Hoy en día todos los coches compactos han huido del riesgo. Incluso BMW ya fabrica el Serie 1, el único técnicamente diferente hasta hace un año, con la receta común. Y todos tienen diseños similares, poco arriegados, ya que se trata de un segmento de gran volumen de ventas en las que las marcas no quieren fallar. Pero el MINI Clubman, pese a emplear la misma base del Serie 1 actual, es diferente por fuera, por dentro y en la forma de conducirlo. Lo analizamos en nuestra prueba a fondo y en este vídeo:

Sin ser tan extravagante como la primera generación (el Clubman 2007, actualizado en 2010), mantiene la imagen que tan bien se vende con el MINI 5 puertas (que la gente escoge mucho más que el de 3 puertas). Y en el Clubman contamos con más espacio en las plazas traseras y un maletero razonable (caben cuatro perfectamente y su equipaje, tampoco es tan pequeño).

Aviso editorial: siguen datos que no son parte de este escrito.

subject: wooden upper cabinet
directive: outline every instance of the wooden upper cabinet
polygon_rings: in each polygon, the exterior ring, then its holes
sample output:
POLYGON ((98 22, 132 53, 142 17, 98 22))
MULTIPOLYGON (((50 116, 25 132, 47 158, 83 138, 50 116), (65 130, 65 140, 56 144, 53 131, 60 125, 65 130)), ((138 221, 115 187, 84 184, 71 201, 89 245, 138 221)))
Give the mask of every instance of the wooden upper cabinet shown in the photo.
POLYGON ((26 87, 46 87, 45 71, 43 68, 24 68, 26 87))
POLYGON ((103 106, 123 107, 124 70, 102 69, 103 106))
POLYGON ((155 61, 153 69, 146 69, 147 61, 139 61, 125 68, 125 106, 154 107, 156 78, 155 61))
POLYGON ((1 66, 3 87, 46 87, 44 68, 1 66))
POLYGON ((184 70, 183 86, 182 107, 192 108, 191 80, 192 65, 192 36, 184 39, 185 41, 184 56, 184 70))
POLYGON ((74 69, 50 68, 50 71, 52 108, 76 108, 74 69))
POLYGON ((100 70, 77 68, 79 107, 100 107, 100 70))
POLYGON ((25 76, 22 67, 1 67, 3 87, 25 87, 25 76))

De acuerdo, es menos práctico que muchos rivales, pero es que en 2019 vendió la mitad que el MINI Cabrio, un coche totalmente de capricho. Y tiene unos acabados buenos. «Pues no vende porque es caro», diréis. Aceptamos que más que un generalista, pero no mucho más que un Audi A3 o un BMW Serie 1, y es más barato que un Mercedes Clase A, por citar modelos premium. Además, conserva el tacto especial de conducción de los MINI, no sólo la imagen. Es menos rabioso que un MINI de 3/5 puertas, pero a la vez más cómodo en viajes.

Quizá su problema esté en casa y se llame MINI Countryman, que puede que haya explotado mejor la faceta práctica y versátil que el Clubman también tiene.